Observing data duplication with Single Writer
Tips before filing an issue
-
Have you gone through our FAQs? Yes
-
Join the mailing list to engage in conversations and get faster support at [email protected]. Yes
-
If you have triaged this as a bug, then file an issue directly.
Describe the problem you faced We are using Hudi in AWS EMR to store data. We are using single writer(Default) to upsert data to Hudi, If duplicate EMR runs with same name and same configuration pointing to same Hudi Table, we see duplicate data in Hudi which we don't want.
A clear and concise description of the problem.
To Reproduce
Steps to reproduce the behavior:
- Bring up EMR With Spark streaming job , Store the data in Hudi with Single writer
- Bring up another duplicate EMR with same name 3.Both the EMRs are processing same data now and trying to store data in same Hudi table
- When we query Hudi we see duplicate data.
Expected behavior We dont want to see duplicate data in Hudi, as its single writer.
A clear and concise description of what you expected to happen.
Environment Description
-
Hudi version : 0.11.1
-
Spark version : 3.2.1
-
Hive version :
-
Hadoop version :
-
Storage (HDFS/S3/GCS..) : S3
-
Running on Docker? (yes/no) : no
Additional context
Add any other context about the problem here.
Stacktrace
Add the stacktrace of the error. We are not seeing any errors, but data is duplicated.
unless you configure lock providers, hudi can't guarantee this. I would suggest to add locking for both writers.
oh, I thought, both jobs are running concurrently? is it not. can you throw some light on exact steps. is it. step1: start job1 in EMR cluster1. which consumes from source X and writes to hudi table Y step2: stop job1. its essentially a batch job. step3: start job2 in EMR cluster2 which again consumes from source X and writes to hudi table Y. now if you query hudi, you see duplicate data?
is my understanding right ?
also, can you share your write configs used.

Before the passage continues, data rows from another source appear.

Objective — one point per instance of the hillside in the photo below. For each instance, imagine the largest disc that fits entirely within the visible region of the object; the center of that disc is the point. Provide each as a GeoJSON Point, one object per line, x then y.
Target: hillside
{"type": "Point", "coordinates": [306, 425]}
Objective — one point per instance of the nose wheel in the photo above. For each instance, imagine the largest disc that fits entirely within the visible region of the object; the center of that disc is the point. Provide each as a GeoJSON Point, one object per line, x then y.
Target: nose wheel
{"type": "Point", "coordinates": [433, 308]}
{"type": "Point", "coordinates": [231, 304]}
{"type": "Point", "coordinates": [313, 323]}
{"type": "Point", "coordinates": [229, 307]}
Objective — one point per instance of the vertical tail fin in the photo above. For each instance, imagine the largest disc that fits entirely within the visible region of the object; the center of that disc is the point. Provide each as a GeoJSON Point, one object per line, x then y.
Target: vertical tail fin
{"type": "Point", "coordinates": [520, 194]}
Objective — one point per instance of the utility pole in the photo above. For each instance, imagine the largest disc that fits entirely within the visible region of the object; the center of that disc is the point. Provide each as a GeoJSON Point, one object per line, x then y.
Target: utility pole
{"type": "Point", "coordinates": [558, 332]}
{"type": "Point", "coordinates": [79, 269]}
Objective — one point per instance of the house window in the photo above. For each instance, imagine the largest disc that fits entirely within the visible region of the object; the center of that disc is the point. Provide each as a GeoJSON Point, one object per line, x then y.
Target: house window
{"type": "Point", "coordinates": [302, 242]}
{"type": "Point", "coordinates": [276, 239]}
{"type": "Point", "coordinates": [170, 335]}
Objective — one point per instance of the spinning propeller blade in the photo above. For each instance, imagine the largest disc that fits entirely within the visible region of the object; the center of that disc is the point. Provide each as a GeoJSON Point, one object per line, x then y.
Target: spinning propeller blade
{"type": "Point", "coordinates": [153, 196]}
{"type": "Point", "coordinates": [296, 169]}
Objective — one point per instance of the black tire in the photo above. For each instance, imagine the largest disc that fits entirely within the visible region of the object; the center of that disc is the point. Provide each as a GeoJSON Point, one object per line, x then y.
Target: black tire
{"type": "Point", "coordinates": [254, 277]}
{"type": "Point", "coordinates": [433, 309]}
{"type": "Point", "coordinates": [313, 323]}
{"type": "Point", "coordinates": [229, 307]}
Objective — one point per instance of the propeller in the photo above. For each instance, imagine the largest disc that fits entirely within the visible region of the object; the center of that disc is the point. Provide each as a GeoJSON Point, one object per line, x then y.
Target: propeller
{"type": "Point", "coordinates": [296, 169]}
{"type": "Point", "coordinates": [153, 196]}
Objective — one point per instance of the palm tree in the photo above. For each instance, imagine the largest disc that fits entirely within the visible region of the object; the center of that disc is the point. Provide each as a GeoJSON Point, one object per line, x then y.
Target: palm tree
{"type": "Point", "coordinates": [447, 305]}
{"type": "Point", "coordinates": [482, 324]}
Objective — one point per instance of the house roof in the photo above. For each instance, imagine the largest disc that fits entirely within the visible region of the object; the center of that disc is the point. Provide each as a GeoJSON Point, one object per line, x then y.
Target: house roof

@koochiswathiTR : can you check my above response and update please.
@nsivabalan
Hi, Both the emrs are running concurrently. This is the first time we are setting up hudi with Multi writer, Below are my hudi config properties, I have set up HoodieWriteConfig.WRITE_CONCURRENCY_MODE.key()->"optimistic_concurrency_control", HoodieCompactionConfig.FAILED_WRITES_CLEANER_POLICY.key()->"LAZY", HoodieLockConfig.LOCK_ACQUIRE_NUM_RETRIES.key()->"3000", HoodieLockConfig.LOCK_ACQUIRE_CLIENT_NUM_RETRIES.key()->"1", HoodieLockConfig.LOCK_PROVIDER_CLASS_NAME.key()->"org.apache.hudi.aws.transaction.lock.DynamoDBBasedLockProvider", DynamoDbBasedLockConfig.DYNAMODB_LOCK_TABLE_NAME.key()->"hoodi_lock", DynamoDbBasedLockConfig.DYNAMODB_LOCK_PARTITION_KEY.key()->"lock", DynamoDbBasedLockConfig.DYNAMODB_LOCK_REGION.key()->"us-east-1", HoodieAWSConfig.AWS_ACCESS_KEY.key()->"XXX", HoodieAWSConfig.AWS_SECRET_KEY.key()->"XXX", HoodieAWSConfig.AWS_SESSION_TOKEN.key()->"XXXX", DynamoDbBasedLockConfig.DYNAMODB_ENDPOINT_URL.key()-> RegionUtils.getRegion("us-east-1").getServiceEndpoint(AmazonDynamoDB.ENDPOINT_PREFIX) //"dynamodb.us-east-1.amazonaws.com"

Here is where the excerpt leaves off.